We are told that the “Impact Albouystown Project’ reintroduced by the current police administration has led to spinoff initiatives in several other communities namely Angoy’s Avenue; Beterverwagting; Triumph; and Agricola. Notably the inescapable point which is obvious to even the least discerning is the fact that the architects are ignoring certain areas when it comes to the establishment of similar community safety projects. Among the disadvantaged communities which are no strangers to crime are Enmore, Success and Lusignan on the East Coast of Demerara, while on the west side, are places like Parfaite Harmonie and Tuschen.
It is all too easy to claim success when the original intent, objective(s) and measures for success are not widely known to the general public. And therefore there is a temptation to claim success whenever there is any indication that points to an unusual but not unpleasant occurrence in the general scheme of things. It is now time to have an evaluation of the Albouystown Project and other similar ventures in a report to stakeholders to determine if the stated objectives have been met; the achievement of intended outcomes; and the experiences with respect to unintended benefits and/or consequences. Agreeing on a clear purpose will help identify engagement objectives, anticipated outcomes and help to determine the scope and depth of the engagement.
It is widely accepted that a uniformed police presence on the streets and in other public places, although desirable, has long ceased to be the sole role of police officers and the local law enforcement and security situation has been bolstered by the expansion of private security patrols and the establishment of warden, neighbourhood and community policing schemes, all of which provide an additional visible and reassuring presence within communities.
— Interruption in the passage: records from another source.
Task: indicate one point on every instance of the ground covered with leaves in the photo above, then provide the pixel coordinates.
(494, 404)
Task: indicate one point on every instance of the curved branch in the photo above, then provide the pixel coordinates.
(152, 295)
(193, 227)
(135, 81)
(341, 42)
The thing is, are we reassured that these bodies are not being used for any other reason that for which they were set up ostensibly to do. In a nutshell, those auxiliaries are expected to contribute to the safety and security of their communities in co-operation with the police force in the areas of crime prevention and tackling anti-social and other forms of public nuisance and disorder.
However, it is important to note that community engagements, such as those which target problem-prone areas work best where it is an ongoing cumulative process enabling relationships and trust to build and strengthen over time. Taken into consideration would have been the capacity of different stakeholders and their ability to participate in specific community projects such as Albouystown. And therefore it would be an interesting lesson to be learned as to how the GPF was able to overcome certain barriers, including the process involved in engaging the vulnerable target groupings such as young people, older people, or socially excluded groups.
Reaching these various groups would not have been an easy undertaking, bearing in mind the level of community infrastructure, and whether the community was unified or divided racially, politically; was socially excluded from the mainstream, or felt marginalized and stigmatized by a certain perception. Mention was made earlier of the importance of evaluation and therefore it is critical that any engagement process be evaluated on an ongoing basis to provide valuable feedback on the best methods for engaging with specific groups in a particular area. Contributors would have the realistic expectation that audits would deliver information on the appropriate use of financial and other contributions.
One aspect of community engagement which seems to have been overlooked is the utilization of community mapping, which is similar to crime mapping. The significant difference is that maps and photographs of an area or specific location are used to illustrate how people view their area: what they like or dislike or improvements they would like to see. Group discussions can help residents to explore issues, build consensus or identify areas of conflict and solutions. Among the advantages are: it engages people of all levels of capability; builds a sense of community ownership and helps residents see, understand and appreciate their community in different ways.
Finally, the overriding consideration should be retaining and developing meaningful engagement with all stakeholders, since it is important to remember that context may change, and challenges may arise concerning the purpose and continuing usefulness of the intervention by questioning its objectives, scope, or methodology.